## Assignment 07

#### Submitted By:
1. Dhruvan Ganesh
2. Sheikh Mastura Farzana

In [1]:
%load_ext tensorboard

### Environment Information
---

In [2]:
from pytorch_lightning import seed_everything
from torch import device, cuda

device = device("cuda:0" if cuda.is_available() else "cpu")
print("Device:", device)
if cuda.is_available():
    print("Device Name:", cuda.get_device_name(0))

seed = 42
seed_everything(seed)
print("Set Random Seed:", seed)

data_dir = "~/.datasets"
print("Data Dir:", data_dir)

Device: cuda:0
Device Name: GeForce GTX 1660 Ti
Set Random Seed: 42
Data Dir: ~/.datasets


# Assignment7 (21 Aug 2020)
---

- Rewrite the MNIST LSTM code using your own LSTM layer (Don't use nn.LSTM or nn.LSTMCell!)
- Extra point to write MNIST GRU code using your own GRU layer (Don't use nn.GRU or nn.GRUCell!)


### MINST Loader
---

In [3]:
from pytorch_lightning import LightningModule
from torchvision import transforms, datasets
from torch.utils.data import DataLoader


class MINSTData(LightningModule):
    def __init__(self, batch_size=1024):
        super().__init__()
        self.batch_size = batch_size
        self.preprocess = transforms.ToTensor()

    def train_dataloader(self):
        dataset = datasets.MNIST(
            data_dir, train=True, transform=self.preprocess, download=True
        )
        loader = DataLoader(
            dataset,
            batch_size=self.batch_size,
            num_workers=8,
            pin_memory=True,
            shuffle=True,
            drop_last=True,
        )
        return loader

    def val_dataloader(self):
        dataset = datasets.MNIST(
            data_dir, train=False, transform=self.preprocess, download=True
        )
        loader = DataLoader(
            dataset,
            batch_size=self.batch_size,
            num_workers=8,
            pin_memory=True,
            drop_last=True,
        )
        return loader

In [4]:
import torch
import torch.nn as nn


class _CellParameters(nn.Module):
    def __init__(self, n_in: int, n_hidden: int):
        super().__init__()
        self.w_i = nn.Parameter(torch.Tensor(n_in, n_hidden))
        self.w_h = nn.Parameter(torch.Tensor(n_hidden, n_hidden))
        self.b_i = nn.Parameter(torch.Tensor(n_hidden))
        self.b_h = nn.Parameter(torch.Tensor(n_hidden))

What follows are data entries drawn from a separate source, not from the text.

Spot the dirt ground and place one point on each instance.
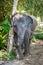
(35, 59)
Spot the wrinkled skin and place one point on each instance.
(24, 26)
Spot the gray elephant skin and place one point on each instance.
(23, 28)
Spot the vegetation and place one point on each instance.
(28, 6)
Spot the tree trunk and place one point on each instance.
(14, 6)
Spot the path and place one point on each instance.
(35, 59)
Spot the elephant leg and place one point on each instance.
(20, 52)
(26, 44)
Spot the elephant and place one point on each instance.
(23, 26)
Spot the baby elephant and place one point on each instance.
(23, 29)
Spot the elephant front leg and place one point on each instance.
(20, 52)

## <span style="font-variant:small-caps">Task 1: LSTM Implementation</span>
---

In [5]:
class OwnLSTMCell(nn.Module):
    def __init__(self, n_in, n_hidden):
        super().__init__()
        self.input = _CellParameters(n_in, n_hidden)
        self.forget = _CellParameters(n_in, n_hidden)
        self.cell = _CellParameters(n_in, n_hidden)
        self.output = _CellParameters(n_in, n_hidden)
        self._initialize_weights()

    def _initialize_weights(self):
        for m in self.modules():
            if isinstance(m, _CellParameters):
                nn.init.orthogonal_(m.w_i)
                nn.init.orthogonal_(m.w_h)
                nn.init.zeros_(m.b_i)
                nn.init.zeros_(m.b_h)

    def forward(self, x, h, c):
        _input = torch.sigmoid(
            x @ self.input.w_i + self.input.b_i + h @ self.input.w_h + self.input.b_h
        )
        _forget = torch.sigmoid(
            x @ self.forget.w_i
            + self.forget.b_i
            + h @ self.forget.w_h
            + self.forget.b_h
        )
        _cell_gate = torch.tanh(
            x @ self.cell.w_i + self.cell.b_i + h @ self.cell.w_h + self.cell.b_h
        )
        _output = torch.sigmoid(
            x @ self.output.w_i
            + self.output.b_i
            + h @ self.output.w_h
            + self.output.b_h
        )
        _cell_state = _forget * c + _input * _cell_gate
        _hidden_state = _output * torch.tanh(_cell_state)
        return _hidden_state, _cell_state

## <span style="font-variant:small-caps">Task 2 (Bonus): GRU Implementation</span>
---

In [6]:
class OwnGRUCell(nn.Module):
    def __init__(self, n_in, n_hidden):
        super().__init__()
        self.reset = _CellParameters(n_in, n_hidden)
        self.update = _CellParameters(n_in, n_hidden)
        self.new = _CellParameters(n_in, n_hidden)
        self._initialize_weights()

    def _initialize_weights(self):
        for m in self.modules():
            if isinstance(m, _CellParameters):
                nn.init.orthogonal_(m.w_i)
                nn.init.orthogonal_(m.w_h)
                nn.init.zeros_(m.b_i)
                nn.init.zeros_(m.b_h)

    def forward(self, x, h):
        _reset = torch.sigmoid(
            x @ self.reset.w_i + self.reset.b_i + h @ self.reset.w_h + self.reset.b_h
        )
        _update = torch.sigmoid(
            x @ self.update.w_i
            + self.update.b_i
            + h @ self.update.w_h
            + self.update.b_h
        )
        _new = torch.tanh(
            x @ self.new.w_i + self.new.b_i + _reset * (h @ self.new.w_h + self.new.b_h)
        )
        _hidden_state = (1 - _update) * _new + _update * h
        return _hidden_state

### Generic RNN Model
---

In [7]:
class OwnRnn(MINSTData):
    def __init__(self, n_in, n_hidden, n_out, n_layer, rnn_impl=OwnLSTMCell):
        super().__init__()
        self.n_in = n_in
        self.n_hidden = n_hidden
        self.n_out = n_out
        self.n_layer = n_layer
        self.rnn_impl = rnn_impl
        self.rnn_layers = nn.ModuleList(
            [rnn_impl(n_in, n_hidden) for _ in range(n_layer)]
        )
        self.classifier = nn.Linear(n_hidden, n_out)
        self.loss = nn.CrossEntropyLoss()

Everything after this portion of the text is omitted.